Among 103 455 patients undergoing at least 1 CTR in the VHA during the nearly 22-year study period, the median (IQR) age was 62 (53 to 70) years and 92 510 patients (89.4%) were men. The cohort included 5081 Hispanic patients (4.9%) and 94 179 non-Hispanic patients (91.0%), and there were 12 402 Black or African American patients (12.0%), 80 881 White patients (78.2%), and 10 172 patients (9.8%) who identified as another race. Approximately one-third of patients underwent bilateral CTRs, for a total of 134 851 wrists analyzed (Table 1; eFigure in Supplement 1). The index CTR was endoscopic in 10 226 wrists (7.6%), with ECTR more common among younger patients, women, and patients undergoing bilateral CTRs and less common among patients with diabetes or rheumatoid arthritis (Table 1). Death occurred in 22 764 patients (22.0%). Median (IQR) follow-up from index CTR to either the first revision, death, or last follow-up in the VHA was 6.5 (3.5 to 10.4) years and was similar for wrists undergoing index ECTR (median [IQR], 6.4 [3.1 to 10.5] years) and OCTR (median [IQR], 6.5 [3.5 to 7.3] years).

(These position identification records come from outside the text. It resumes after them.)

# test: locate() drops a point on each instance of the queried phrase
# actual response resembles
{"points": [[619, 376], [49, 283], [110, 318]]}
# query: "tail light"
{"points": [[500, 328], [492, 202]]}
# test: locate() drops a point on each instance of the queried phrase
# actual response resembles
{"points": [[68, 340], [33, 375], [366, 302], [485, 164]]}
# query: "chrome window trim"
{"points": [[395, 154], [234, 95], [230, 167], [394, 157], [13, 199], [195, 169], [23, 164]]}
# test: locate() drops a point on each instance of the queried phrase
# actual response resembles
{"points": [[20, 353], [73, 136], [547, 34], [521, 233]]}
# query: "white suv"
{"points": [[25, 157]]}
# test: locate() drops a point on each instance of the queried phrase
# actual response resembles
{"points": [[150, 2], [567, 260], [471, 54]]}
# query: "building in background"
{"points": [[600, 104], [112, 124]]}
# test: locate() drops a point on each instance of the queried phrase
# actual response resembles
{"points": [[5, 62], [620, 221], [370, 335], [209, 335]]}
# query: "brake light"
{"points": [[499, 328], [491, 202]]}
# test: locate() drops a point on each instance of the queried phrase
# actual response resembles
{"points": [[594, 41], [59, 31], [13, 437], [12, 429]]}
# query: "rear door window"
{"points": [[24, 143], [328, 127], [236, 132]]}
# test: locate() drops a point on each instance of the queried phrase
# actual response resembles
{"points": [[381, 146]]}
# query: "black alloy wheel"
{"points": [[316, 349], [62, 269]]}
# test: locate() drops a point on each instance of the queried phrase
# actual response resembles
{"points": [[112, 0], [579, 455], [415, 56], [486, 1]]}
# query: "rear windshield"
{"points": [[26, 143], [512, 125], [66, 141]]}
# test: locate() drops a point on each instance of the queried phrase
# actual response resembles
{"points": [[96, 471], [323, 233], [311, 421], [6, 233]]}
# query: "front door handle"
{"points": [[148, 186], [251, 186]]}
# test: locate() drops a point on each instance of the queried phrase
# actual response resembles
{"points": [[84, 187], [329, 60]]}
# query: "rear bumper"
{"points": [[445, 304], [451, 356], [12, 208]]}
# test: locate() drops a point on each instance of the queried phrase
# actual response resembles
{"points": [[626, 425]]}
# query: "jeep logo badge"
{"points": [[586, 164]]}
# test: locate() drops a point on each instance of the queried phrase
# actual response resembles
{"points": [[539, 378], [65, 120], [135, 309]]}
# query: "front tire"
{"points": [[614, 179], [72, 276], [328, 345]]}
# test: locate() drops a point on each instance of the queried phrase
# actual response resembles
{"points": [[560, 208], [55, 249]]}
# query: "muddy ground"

Table 1. Characteristics of Patients and Wrists Undergoing at Least 1 CTR During the Study Period.

Characteristic No. (%) P valuea
Patients (n = 103 455), No. % Wrists by index CTR technique
Open (n = 124 625) Endoscopic (n = 10 226)
Age, median (IQR), y 62 (53-70) 62 (53-70) 60 (51-68) <.001
Sex
Female 10 945 (10.6) 13 363 (10.7) 1266 (12.4) <.001
Male 92 510 (89.4) 111 262 (89.3) 8960 (87.6)
Ethnicity
Hispanic 5081 (4.9) 6181 (5.0) 416 (4.1) <.001
Non-Hispanic 94 179 (91.0) 113 668 (91.2) 9274 (90.7)
Unknown 4197 (4.1) 4776 (3.8) 536 (5.2)
Race
Black or African American 12 402 (12.0) 14 279 (11.5) 1185 (11.6) <.001
White 80 881 (78.2) 98 462 (79.0) 7825 (76.5)
Otherb 10 172 (9.8) 11 884 (9.5) 1216 (11.9)
Comorbiditiesc
Amyloidosis 62 (0.1) 80 (0.1) 3 (<0.1) .19
Diabetes 36 028 (34.8) 43 097 (34.6) 3352 (32.8) .002
Obesity 47 256 (45.7) 57 753 (46.3) 4772 (46.7) .59
Rheumatoid arthritis 3445 (3.3) 4200 (3.4) 283 (2.8) .005
Smoking 39 503 (38.2) 47 414 (38.0) 3800 (37.2) .13
Carpal tunnel syndrome lateralityd
Unilateral 72 053 (69.6) 67 354 (54.0) 4699 (46.0) <.001
Bilateral 31 399 (30.4) 57 271 (46.0) 5527 (54.0)
Index CTR laterality
Unilateral 101 246 (97.9) 121 437 (97.4) 8999 (88.0) <.001
Bilateral 2209 (2.1) 3188 (2.6) 1227 (12.0)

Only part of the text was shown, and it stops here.